Disruption Through Connections Conference
Disruption Through Connections Conference
Professor Lucy Marshall is DVC of Community and Leadership at University of Sydney. In this episode she joins Peter Chun as CEO of UniSuper to explore the comparative issues of culture, change management and staff wellbeing between academic and commercial organisations. The transformation and disruption facing the sector, and the rapid emergence of AI and changing market demands, are adding to the loss of social license in making universities tough places to be. Stabilising workplace culture as a prerequisite to leading change and caring for staff wellbeing makes tough calls on leaders which this episode explores.
Demand for fee-paying, on-campus, degree-awarding, undergraduate and postgraduate education by domestic and international students is falling in developed countries. Demand is changing in shape and nature. It is migrating toward online, stackable, credentialed, personalised and globally available learning, and will continue to do so. Ignoring this is futile and dangerous.
Secondly, university public sympathy has reduced. As has employer satisfaction, staff morale, student satisfaction and government support, and the detrimental impact of the way government currently manages provision of learning has got worse. Meanwhile public, government and employer support for competitor innovative learning providers – not just universities – is growing and will continue to. You’re not the favourite child any more.
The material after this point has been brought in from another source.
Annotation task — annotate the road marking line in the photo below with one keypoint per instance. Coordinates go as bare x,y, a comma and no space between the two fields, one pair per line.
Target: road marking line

Thirdly, this is occurring while global demand for skills grows. But it is now less for school leaver graduates and more for lifelong learning, for an ageing population as falling birth rates become widespread, and as the need for skills updating rises exponentially. Global demand in developing countries for democratised access to lifelong learning is growing fast and will continue as a search for equity in global declining populations, amid geo-political turmoil, makes it inevitable.